Lessons on Coaching: Why “Punch It Up” Isn’t Constructive Criticism

Anyone who’s agonized over a critical piece of marketing collateral knows that sinking feeling when you get this kind of feedback from higher-ups:

“Make it snappier.”

“NOT what I wanted.”

“Needs a total rewrite.”

Whether the comments are completely vague, thoroughly rude, or simply inscrutable, they have the same effect on a beleaguered marketer. I’d call it despair: When I’m faced with feedback on which I can take no action without begging for translation, I know I’m in for hours of extra work.

There’s one good thing about fielding craptastic commentary on your work: You learn how NOT to coach the people you give guidance to, and instead understand how to encourage great work from everyone around you. You learn that being abrupt and insulting doesn’t encourage colleagues to rise to the occasion. And you learn that coaching is a collaborative process that gives content developers ownership of their work, and makes them proud to join your team for the next project.

Herewith, my list of top do’s and don’ts for marketers who want to be known as worthy coaches:

Do offer positive feedback along with your critique. (Kind of like what you do with children but without the hugging.) The idea is to find something nice to say before you start pointing out the problems.

Don’t offer direction that no one understands (perhaps not even you). Saying “make it punchier” or “give it some life” is not providing feedback—it telegraphs the fact that you don’t really know what you’re doing.

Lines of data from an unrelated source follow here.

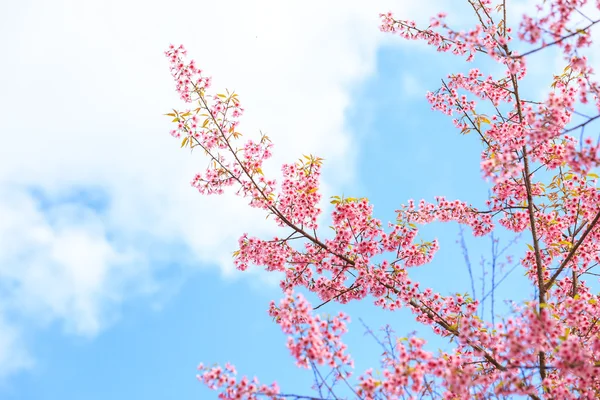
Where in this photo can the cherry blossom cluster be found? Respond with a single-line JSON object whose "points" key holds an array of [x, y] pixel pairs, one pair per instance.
{"points": [[311, 338], [244, 389], [549, 348]]}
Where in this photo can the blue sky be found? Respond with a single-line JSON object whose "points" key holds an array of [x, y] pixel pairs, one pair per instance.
{"points": [[116, 277]]}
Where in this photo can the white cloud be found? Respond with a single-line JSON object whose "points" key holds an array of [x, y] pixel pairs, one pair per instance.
{"points": [[84, 87]]}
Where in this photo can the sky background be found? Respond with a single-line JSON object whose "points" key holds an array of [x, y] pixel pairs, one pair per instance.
{"points": [[116, 277]]}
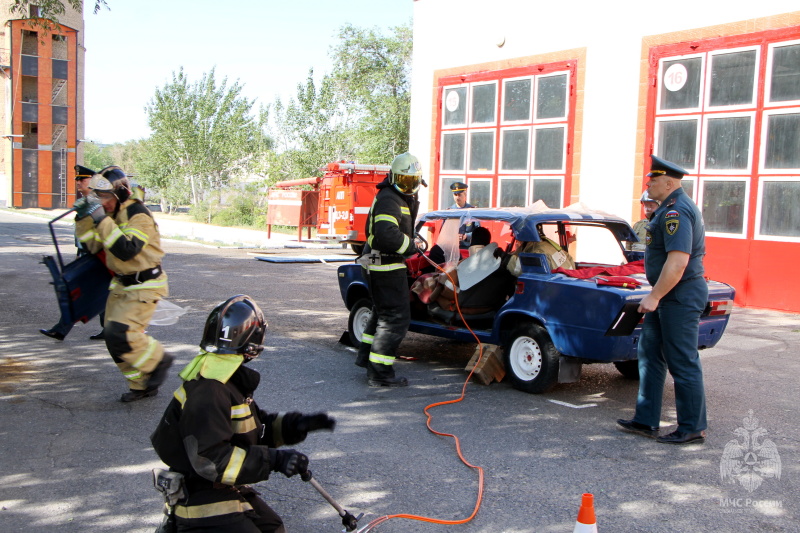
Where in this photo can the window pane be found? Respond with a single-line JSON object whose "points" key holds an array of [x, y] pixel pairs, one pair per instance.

Do ask yourself if you’re changing copy or concepts to genuinely make them better, or if you’re making changes simply because you’d do it differently. If it’s the latter, don’t do that! Let your content creators find their own voices. It instills confidence.

Don’t offer vague high-level comments without drilling down into problems (like, “This isn’t working” or “I know there is something wrong with this whole thing, but I can’t explain what it is”). Better to suggest alternative language or approaches. If you don’t like the way the writer is saying something, do you have a better idea?

Don’t offer feedback that has no resolution (for example, “I bet legal will hate this,” or “Not sure about the headline”). Explain what the content creator should do next, such as talk to internal stakeholders or do more research.

Don’t point out mistakes or inaccuracies without correcting them. “This is wrong” is not feedback.

Do be polite. Politeness costs nothing. Unnecessary rudeness will cause your colleagues to stop listening to you—and that’s not what you want, is it?

Remember that you get out of coaching what you put into it. If you spend only a few seconds reviewing collateral and slap on a few unhelpful comments, you shouldn’t be surprised that the next rev is still off-base. Review, comment, and properly edit for 30 minutes (yes, it’s a commitment), and when the final product gets kudos, you’ll look good, too.